Shajay Bhooshan Studio
Maria Paula Velasquez Garzon
We are proposing a flexible, automated robotic fabrication system, which exploits phase-changing materials and utilises the intelligence of a robotic arm through accurate repetitive actions. The system allows the fabrication of a continuous lattice structure that can be melted and reused or left to biodegrade. The dynamism and reusability of the system results in a variety of temporary architectural applications, where the manufactured lattice is manually assembled on site using heat.
Through the systematic manipulation of a phase-changing plastic, in this case polycaprolactone granules, material parameters were programmed in order to achieve structural performance. Taking into consideration the accuracy and constraints of industrial robotic arms within the physical and digital studies, structural beams were computed to be extruded in between mono-material nodes through simple repetitive actions. The customisation of the end effector of the robotic arm was crucial as it allowed us to generate an interface between the arm’s accuracy and the malleability of the material. In order to achieve a structural lattice it was necessary to consider pulling angles of materials, length of the pull and the orientation of the nodes between the beams in space. Through evaluation axial forces proved to work best for the lattice structure and therefore, negotiation between the relaxation of the lattice and its initial condition in order control and select the optimal configuration was required.

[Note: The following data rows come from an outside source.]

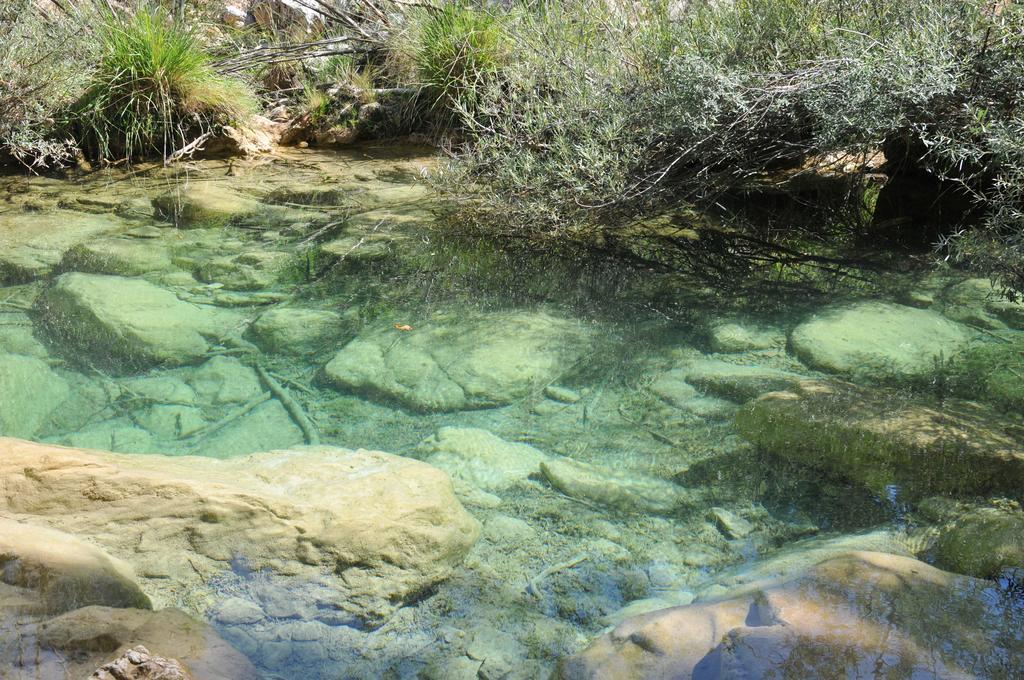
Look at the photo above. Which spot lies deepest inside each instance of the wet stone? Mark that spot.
(125, 323)
(563, 394)
(738, 382)
(879, 340)
(19, 377)
(476, 362)
(734, 336)
(224, 380)
(481, 459)
(623, 491)
(297, 331)
(731, 524)
(235, 611)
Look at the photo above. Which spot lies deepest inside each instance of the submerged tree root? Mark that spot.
(231, 417)
(534, 585)
(293, 408)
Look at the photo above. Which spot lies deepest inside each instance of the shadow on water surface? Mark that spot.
(255, 306)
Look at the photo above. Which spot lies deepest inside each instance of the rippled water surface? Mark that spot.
(595, 418)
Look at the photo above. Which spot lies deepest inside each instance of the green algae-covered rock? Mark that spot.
(476, 457)
(296, 331)
(33, 244)
(881, 438)
(737, 381)
(68, 572)
(30, 392)
(982, 543)
(845, 618)
(879, 340)
(477, 362)
(129, 323)
(993, 372)
(129, 257)
(737, 336)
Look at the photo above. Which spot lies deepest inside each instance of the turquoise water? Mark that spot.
(229, 308)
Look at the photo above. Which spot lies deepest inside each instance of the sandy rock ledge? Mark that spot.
(378, 528)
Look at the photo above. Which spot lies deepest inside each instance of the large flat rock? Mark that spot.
(380, 527)
(33, 243)
(887, 441)
(131, 323)
(861, 614)
(879, 340)
(66, 571)
(476, 362)
(30, 392)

Architecture and construction contribute to 70 percent of the overall waste production in London. This research proposes a reusable, biodegradable and temporary architecture. The system is a joint-less, mono-material, self-supporting system that does not require formwork. The fabrication system is enclosed in a mobile unit, shifting the existing paradigm of the factory away from rigid, pre-fabricated components and towards custom architecture utilising phase-changing materials with on-site robotic fabrication. This allows for minimum manual assembly, greatly decreasing the construction and assembly times and removing the necessity for scaffolding.